During the Q & A, I listened to like-minded students and scholars discuss their ache for representation in art history.

In 2016, Seph Rodney of HYPERALLERGIC interviewed Dr. Adriana Zavala, associate professor of art history and director of the Latino Studies program at Tufts University. At that time, Dr. Zavala, identified only six full professors of US Latino art history, and only one of them taught Chicano or Latino art full time. Meanwhile, she found that approximately 95 colleges and universities teach Latin American art history/ have field specialists in Latin American art history.

Carolyn E Herrera. Collage with excerpt from a May 3, 2019 journal entry. 2019.

I thought today that I would write about the information that I gleaned from my 2.5 hours of attendance of this symposium, but when I was reading my notes, I noticed that a day prior I wrote in my Moleskine: “A quick coffee & muffin before work. Feeling like I’m always behind, but I’m trying to be kinder to myself.”

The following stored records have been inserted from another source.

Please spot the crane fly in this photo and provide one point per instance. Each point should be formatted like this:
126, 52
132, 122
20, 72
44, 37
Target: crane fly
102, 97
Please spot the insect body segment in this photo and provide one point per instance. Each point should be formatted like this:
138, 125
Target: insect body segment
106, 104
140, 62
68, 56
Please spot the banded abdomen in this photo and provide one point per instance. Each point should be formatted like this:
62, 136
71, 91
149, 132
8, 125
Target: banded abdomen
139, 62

I know I’m not the only P.O.C. or LatinX person who feels like they are always behind schedule. I feel like this is prevalent in our community as we compromise our finances, “free time”, personal lives, and mental health in order to “catch up” to reach historically white spaces.

I’ve been playing around with this feeling for a while. I am not comfortable complaining, but I will say it was validating to hear from other Latinx people describe their route as an up-hill battle to study and represent their culture in art history.

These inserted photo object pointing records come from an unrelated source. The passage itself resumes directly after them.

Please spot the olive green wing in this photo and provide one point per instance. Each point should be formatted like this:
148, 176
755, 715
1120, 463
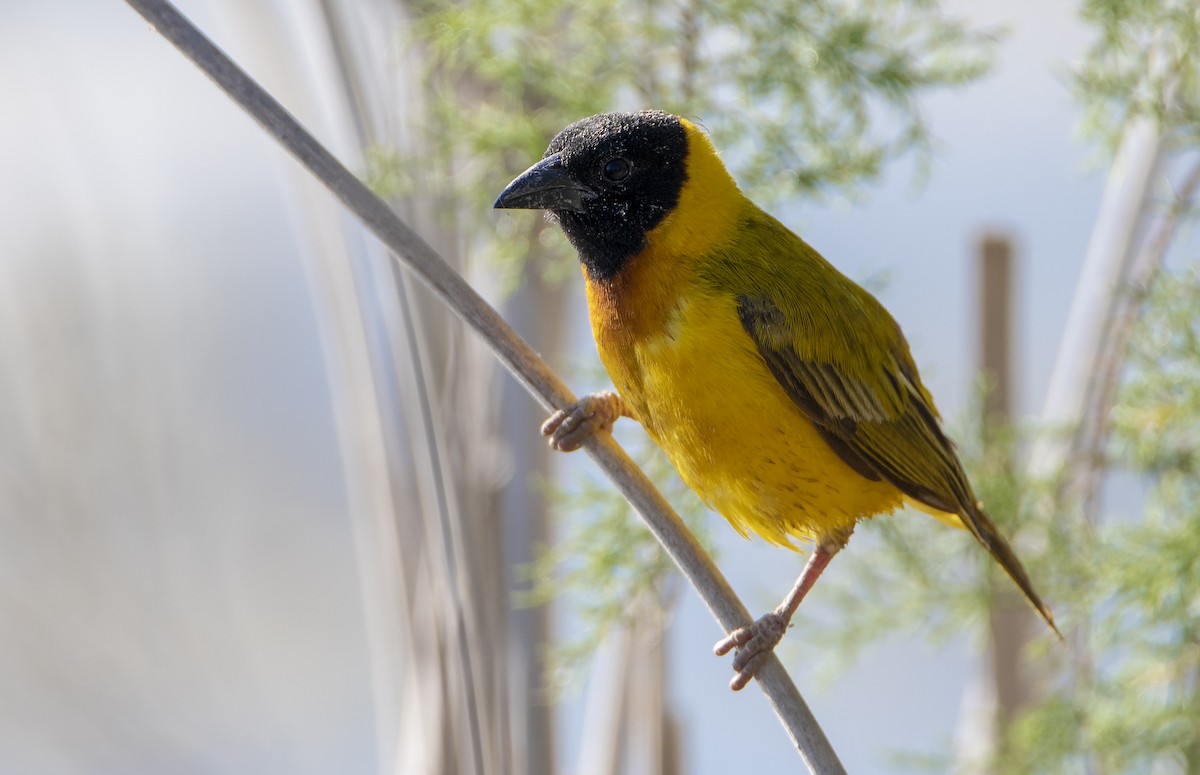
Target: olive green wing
876, 415
879, 421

To educate myself I know I bargain my day-jobs, my personal relationships, and my mental health. I make these concessions because I find myself within every little bit of information that I glean. I want you and I, to agree that we need to be kinder to ourselves as we make these compromises. It’s not sustainable to feel like we are ‘behind’ or to compare ourselves to other people’s stories.